[T]he Acting Commissioner’s plan and legislative recommendations for preventing conspiracy fraud. The Subcommittee will also hear the recommendations of public and private sector experts to stop disability fraud schemes before benefits are awarded and to deter criminals from attempting to cheat the system.
Disability fraud schemes are actually almost non-existent at Social Security and not that hard to identify when they do occur but that won't stop Republicans from scheduling these hearings. You say, nonsense, I've been reading about all these fraud conspiracies at Social Security. Really? How closely did you read those stories? There have been three recent "schemes" alleged. One was in Puerto Rico. It's being prosecuted. As described by Social Security, that scheme was unsophisticated and easily identified. If the charges are true, those involved were fools, which is not surprising since most criminals are fools.

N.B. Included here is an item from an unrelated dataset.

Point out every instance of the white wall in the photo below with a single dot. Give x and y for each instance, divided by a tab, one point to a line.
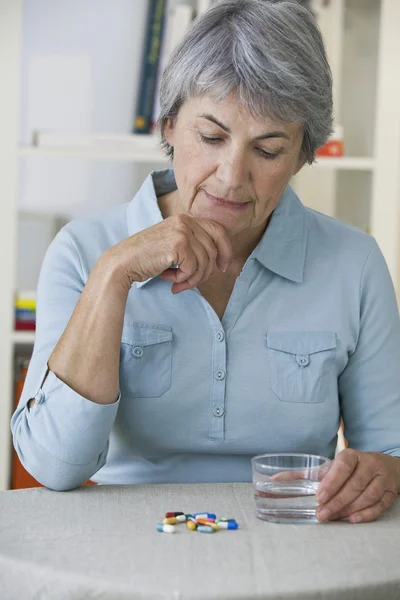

A second, similar scheme is alleged in New York City but the local U.S. Attorney declined to prosecute, a fact which should cause any reasonable person to wonder just how strong the evidence is. In the third case, there have been lurid allegations of bribery and other wrongdoing in the Kentucky-West Virginia border area but no one has been charged. These is reason for concern about those allegations since the people making the allegations are suing to try to recover money. They have a financial motivation. The Department of Justice has refused to get involved in that civil lawsuit, suggesting that the charges will be difficult to prove even by a preponderance of the evidence standard, not to mention the beyond a reasonable doubt standard that applies to criminal cases.
By the way, it should now be obvious why the Acting Commissioner wanted to rush out the proposed "submit all the evidence" regulations.